My flight to China on November 9th has now been booked.  Mei and I will be over there for 3 weeks and return on December 2nd.  We will spend the first two weeks at the Tong You San He Centre of Chinese Medicine in Nanning, where I will be concentrating on helping my dedicated group of five element practitioners.  We will also be expanding this group to include some of the many other practitioners clamouring to learn.    

We then fly to Chengdu for the final days, where I will be giving another seminar at a conference similar to the one I attended last November in Beijing.  The title of my talk this year will be “The Significance of Five Element Acupuncture for life in the 21st century”.

I now have to think carefully about what I see as the stresses of modern life which are common to all of us, and whether these are the same for people living in the East as they are for us in the West.  Some interesting thoughts here for me to explore.

Monday, September 3, 2012

Hidden delights of London: Phantom Railings

If you walk from Gower Street to the back of the British Museum, at the corner where Keppel Street meets Malet Street you will find the most delightful sound installation called ‘Phantom Railings : an interactive sound sculpture’.  The old iron railings along a high wall surrounding the gardens at the back of Gower Street were removed during the Second World War to be used for the war effort, as all railings were, and for some reason have not been replaced.  You can still see the metal stumps left behind.  As I walked past, my walk was interrupted by loud plinking and plonking noises.  I stopped and looked around to see where they were coming from, only for the noises to stop, too.  When I started walking again, the noises started up again, and I realised they were being controlled by the pace of my steps.  By this time I had reached the large gates to the garden, which displayed a notice explaining that this was an installation “to evoke the phantom of a lost iron fence”.  The footsteps of passers-by recreate the sound of somebody running a stick along metal railings. 
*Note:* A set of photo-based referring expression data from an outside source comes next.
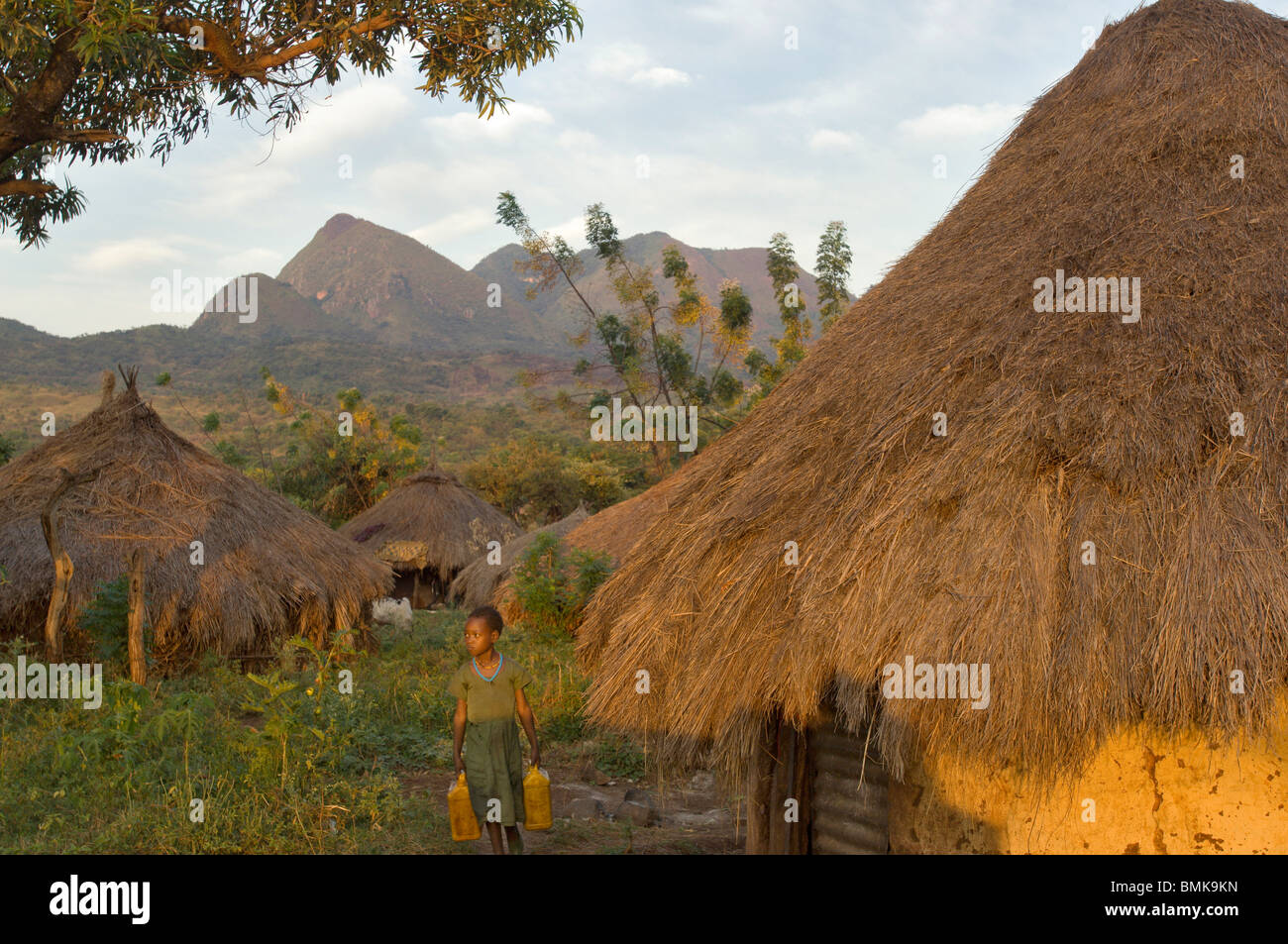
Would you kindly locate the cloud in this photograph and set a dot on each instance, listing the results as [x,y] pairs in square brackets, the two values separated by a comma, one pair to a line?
[343,123]
[454,226]
[660,76]
[630,62]
[500,127]
[124,254]
[962,121]
[827,140]
[248,261]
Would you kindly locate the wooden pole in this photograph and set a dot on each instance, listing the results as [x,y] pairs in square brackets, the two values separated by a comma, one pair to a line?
[63,567]
[138,662]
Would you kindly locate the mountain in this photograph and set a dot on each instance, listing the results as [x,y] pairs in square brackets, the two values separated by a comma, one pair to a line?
[364,305]
[562,309]
[386,287]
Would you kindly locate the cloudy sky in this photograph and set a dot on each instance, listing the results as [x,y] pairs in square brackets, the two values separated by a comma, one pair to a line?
[691,116]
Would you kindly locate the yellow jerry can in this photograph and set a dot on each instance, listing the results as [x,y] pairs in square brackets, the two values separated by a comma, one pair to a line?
[465,824]
[536,800]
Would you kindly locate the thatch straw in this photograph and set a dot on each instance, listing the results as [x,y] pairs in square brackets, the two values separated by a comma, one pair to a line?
[430,522]
[477,584]
[613,532]
[1063,429]
[270,571]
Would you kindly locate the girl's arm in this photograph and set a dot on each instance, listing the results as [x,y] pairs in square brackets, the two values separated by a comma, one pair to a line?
[459,734]
[529,724]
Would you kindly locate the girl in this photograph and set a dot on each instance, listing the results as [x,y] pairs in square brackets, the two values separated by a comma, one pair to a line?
[488,693]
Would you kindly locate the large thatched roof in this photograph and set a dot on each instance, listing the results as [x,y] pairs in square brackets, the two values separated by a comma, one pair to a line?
[477,584]
[1061,429]
[269,571]
[430,520]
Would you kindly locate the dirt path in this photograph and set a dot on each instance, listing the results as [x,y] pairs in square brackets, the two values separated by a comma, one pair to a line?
[691,819]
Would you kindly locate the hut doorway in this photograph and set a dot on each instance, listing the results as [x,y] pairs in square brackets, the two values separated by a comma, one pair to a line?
[819,790]
[849,792]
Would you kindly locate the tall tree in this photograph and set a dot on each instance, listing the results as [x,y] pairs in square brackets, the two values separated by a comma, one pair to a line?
[832,271]
[644,347]
[790,349]
[93,78]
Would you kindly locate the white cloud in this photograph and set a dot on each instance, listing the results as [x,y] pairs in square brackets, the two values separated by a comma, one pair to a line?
[630,62]
[500,127]
[123,254]
[962,121]
[660,76]
[343,123]
[454,226]
[252,261]
[827,140]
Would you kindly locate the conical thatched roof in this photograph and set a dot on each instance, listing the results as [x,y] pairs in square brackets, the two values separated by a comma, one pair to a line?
[1061,429]
[270,570]
[430,520]
[614,531]
[477,584]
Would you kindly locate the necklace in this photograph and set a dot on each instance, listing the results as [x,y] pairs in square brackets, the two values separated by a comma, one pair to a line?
[500,660]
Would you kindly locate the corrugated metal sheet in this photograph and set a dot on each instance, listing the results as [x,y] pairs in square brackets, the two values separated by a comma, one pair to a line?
[849,798]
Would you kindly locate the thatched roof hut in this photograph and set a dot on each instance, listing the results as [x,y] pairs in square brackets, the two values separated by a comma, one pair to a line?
[1162,442]
[429,528]
[612,532]
[268,570]
[477,584]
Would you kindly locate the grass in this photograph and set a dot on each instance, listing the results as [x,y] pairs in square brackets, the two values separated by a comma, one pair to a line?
[282,763]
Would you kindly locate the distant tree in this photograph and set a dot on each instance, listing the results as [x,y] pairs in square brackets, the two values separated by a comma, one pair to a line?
[536,481]
[335,474]
[832,271]
[642,347]
[790,349]
[94,78]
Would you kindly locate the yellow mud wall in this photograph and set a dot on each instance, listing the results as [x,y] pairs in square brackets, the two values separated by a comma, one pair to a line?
[1150,793]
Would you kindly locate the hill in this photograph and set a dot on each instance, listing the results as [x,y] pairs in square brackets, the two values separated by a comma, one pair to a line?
[711,266]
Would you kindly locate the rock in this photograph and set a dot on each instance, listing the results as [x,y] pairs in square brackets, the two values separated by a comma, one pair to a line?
[585,807]
[702,781]
[638,811]
[703,819]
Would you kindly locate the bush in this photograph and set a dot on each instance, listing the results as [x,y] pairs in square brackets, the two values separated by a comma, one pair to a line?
[553,587]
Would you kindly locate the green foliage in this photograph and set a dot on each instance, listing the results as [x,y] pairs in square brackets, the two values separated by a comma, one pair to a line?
[553,587]
[644,346]
[618,758]
[537,481]
[106,81]
[832,271]
[283,760]
[104,620]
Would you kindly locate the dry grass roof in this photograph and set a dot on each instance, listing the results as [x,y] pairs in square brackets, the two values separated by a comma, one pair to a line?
[477,584]
[1061,429]
[270,570]
[430,520]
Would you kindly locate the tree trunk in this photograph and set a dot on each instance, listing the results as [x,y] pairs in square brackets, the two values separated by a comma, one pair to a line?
[138,664]
[63,567]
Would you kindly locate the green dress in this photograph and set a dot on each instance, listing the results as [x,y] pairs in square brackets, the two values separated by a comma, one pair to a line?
[493,759]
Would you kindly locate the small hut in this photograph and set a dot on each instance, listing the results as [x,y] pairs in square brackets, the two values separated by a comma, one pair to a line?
[1051,445]
[477,584]
[429,528]
[612,532]
[227,565]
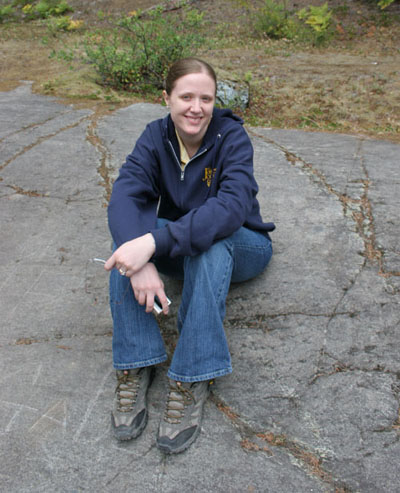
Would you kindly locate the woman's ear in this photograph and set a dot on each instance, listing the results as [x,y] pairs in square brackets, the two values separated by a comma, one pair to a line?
[166,97]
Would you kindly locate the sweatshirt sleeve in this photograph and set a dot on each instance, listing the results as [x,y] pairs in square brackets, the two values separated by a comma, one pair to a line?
[222,213]
[132,210]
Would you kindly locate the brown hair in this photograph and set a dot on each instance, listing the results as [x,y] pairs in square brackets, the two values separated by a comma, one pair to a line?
[186,66]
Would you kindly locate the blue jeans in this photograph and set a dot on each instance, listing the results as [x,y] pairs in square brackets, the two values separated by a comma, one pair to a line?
[202,351]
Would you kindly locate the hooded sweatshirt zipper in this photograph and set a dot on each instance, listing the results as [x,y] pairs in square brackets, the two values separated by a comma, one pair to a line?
[190,160]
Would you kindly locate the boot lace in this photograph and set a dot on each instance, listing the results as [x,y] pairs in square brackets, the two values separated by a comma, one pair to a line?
[179,398]
[127,390]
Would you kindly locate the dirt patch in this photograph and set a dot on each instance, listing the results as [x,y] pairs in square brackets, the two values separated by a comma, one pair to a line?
[353,85]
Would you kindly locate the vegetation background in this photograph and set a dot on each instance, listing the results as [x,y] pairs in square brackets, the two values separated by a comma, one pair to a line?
[336,68]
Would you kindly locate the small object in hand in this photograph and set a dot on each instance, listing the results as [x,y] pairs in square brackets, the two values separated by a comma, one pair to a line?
[157,305]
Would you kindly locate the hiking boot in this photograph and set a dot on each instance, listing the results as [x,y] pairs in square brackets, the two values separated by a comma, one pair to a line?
[129,416]
[181,423]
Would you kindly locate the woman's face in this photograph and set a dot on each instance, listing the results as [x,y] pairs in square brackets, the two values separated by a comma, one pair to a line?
[191,104]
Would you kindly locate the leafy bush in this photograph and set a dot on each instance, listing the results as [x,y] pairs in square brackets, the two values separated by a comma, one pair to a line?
[319,19]
[272,20]
[384,3]
[137,52]
[6,12]
[46,8]
[311,24]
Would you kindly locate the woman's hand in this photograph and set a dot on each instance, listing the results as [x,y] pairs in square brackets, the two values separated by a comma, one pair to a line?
[147,284]
[131,256]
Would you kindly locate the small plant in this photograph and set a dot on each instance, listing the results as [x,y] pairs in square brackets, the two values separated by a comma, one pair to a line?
[384,3]
[138,51]
[272,19]
[319,19]
[45,9]
[63,23]
[6,12]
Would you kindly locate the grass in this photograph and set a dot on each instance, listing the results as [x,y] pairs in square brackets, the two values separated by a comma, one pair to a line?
[352,85]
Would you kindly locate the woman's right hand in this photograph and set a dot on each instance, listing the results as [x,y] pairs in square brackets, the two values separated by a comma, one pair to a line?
[146,284]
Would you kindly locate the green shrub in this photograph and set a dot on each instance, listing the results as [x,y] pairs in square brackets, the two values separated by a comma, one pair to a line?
[319,19]
[311,24]
[137,52]
[271,20]
[6,12]
[45,9]
[384,3]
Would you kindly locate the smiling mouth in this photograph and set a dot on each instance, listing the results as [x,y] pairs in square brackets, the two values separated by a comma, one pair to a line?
[194,119]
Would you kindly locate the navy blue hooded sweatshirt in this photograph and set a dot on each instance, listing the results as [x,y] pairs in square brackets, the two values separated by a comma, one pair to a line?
[209,200]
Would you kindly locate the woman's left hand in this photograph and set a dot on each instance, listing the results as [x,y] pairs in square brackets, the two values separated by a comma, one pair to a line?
[132,255]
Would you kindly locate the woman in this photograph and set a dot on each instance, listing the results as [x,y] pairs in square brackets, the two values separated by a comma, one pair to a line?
[184,204]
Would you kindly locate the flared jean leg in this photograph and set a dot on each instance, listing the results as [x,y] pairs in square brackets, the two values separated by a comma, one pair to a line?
[137,340]
[202,351]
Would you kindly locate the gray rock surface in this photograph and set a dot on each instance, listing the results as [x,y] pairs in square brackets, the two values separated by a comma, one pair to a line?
[313,403]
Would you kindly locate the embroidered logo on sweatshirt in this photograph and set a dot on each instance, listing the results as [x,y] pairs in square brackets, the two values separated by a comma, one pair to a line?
[209,175]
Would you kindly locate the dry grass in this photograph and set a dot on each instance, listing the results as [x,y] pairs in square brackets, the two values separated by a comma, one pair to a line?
[351,86]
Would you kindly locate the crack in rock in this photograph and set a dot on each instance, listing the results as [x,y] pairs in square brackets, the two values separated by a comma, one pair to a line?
[105,155]
[254,441]
[359,210]
[41,139]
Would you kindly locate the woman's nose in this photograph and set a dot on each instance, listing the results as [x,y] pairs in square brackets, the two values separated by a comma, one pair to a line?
[195,105]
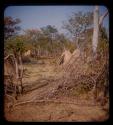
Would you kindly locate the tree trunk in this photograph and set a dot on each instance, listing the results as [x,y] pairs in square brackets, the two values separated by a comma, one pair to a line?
[95,31]
[21,71]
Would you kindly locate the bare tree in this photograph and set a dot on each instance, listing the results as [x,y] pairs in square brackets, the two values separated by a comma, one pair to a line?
[98,21]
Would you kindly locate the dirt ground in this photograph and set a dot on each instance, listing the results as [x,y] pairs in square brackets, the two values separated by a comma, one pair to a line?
[63,108]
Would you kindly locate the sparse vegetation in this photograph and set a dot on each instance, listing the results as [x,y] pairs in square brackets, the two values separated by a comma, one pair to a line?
[60,79]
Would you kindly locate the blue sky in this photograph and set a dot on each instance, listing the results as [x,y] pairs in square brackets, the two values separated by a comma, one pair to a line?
[40,16]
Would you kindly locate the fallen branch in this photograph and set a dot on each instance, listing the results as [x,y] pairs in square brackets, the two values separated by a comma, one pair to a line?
[54,101]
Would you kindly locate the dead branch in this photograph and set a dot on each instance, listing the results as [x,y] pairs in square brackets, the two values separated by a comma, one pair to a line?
[54,101]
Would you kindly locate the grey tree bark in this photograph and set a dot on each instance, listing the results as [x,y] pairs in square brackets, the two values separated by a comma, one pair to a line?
[95,30]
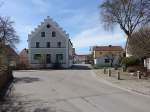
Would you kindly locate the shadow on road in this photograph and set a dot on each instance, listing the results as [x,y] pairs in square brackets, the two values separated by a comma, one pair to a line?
[81,67]
[25,79]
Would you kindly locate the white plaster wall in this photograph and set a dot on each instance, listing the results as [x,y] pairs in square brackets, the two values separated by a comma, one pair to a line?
[101,61]
[36,37]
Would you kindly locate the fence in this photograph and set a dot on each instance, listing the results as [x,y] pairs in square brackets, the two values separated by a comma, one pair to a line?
[120,74]
[5,77]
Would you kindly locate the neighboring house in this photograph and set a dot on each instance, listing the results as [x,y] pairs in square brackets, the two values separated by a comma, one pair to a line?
[8,56]
[48,45]
[107,55]
[81,58]
[23,57]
Delighted with this unexpected source of art displayed so discreetly in quite a hidden corner of Malet Street, I walked up and down several times, changing the speed of my steps and creating my own tiny symphony of sound. 

And to round off my morning, I settled down to an Espresso at a little cafĂ© round the corner, only to be charged £1.00 for it, the cheapest in London yet right in the centre of town.  And it was served with a smile and piping hot, just as I like it! 

What pleasures we come across in such unexpected places!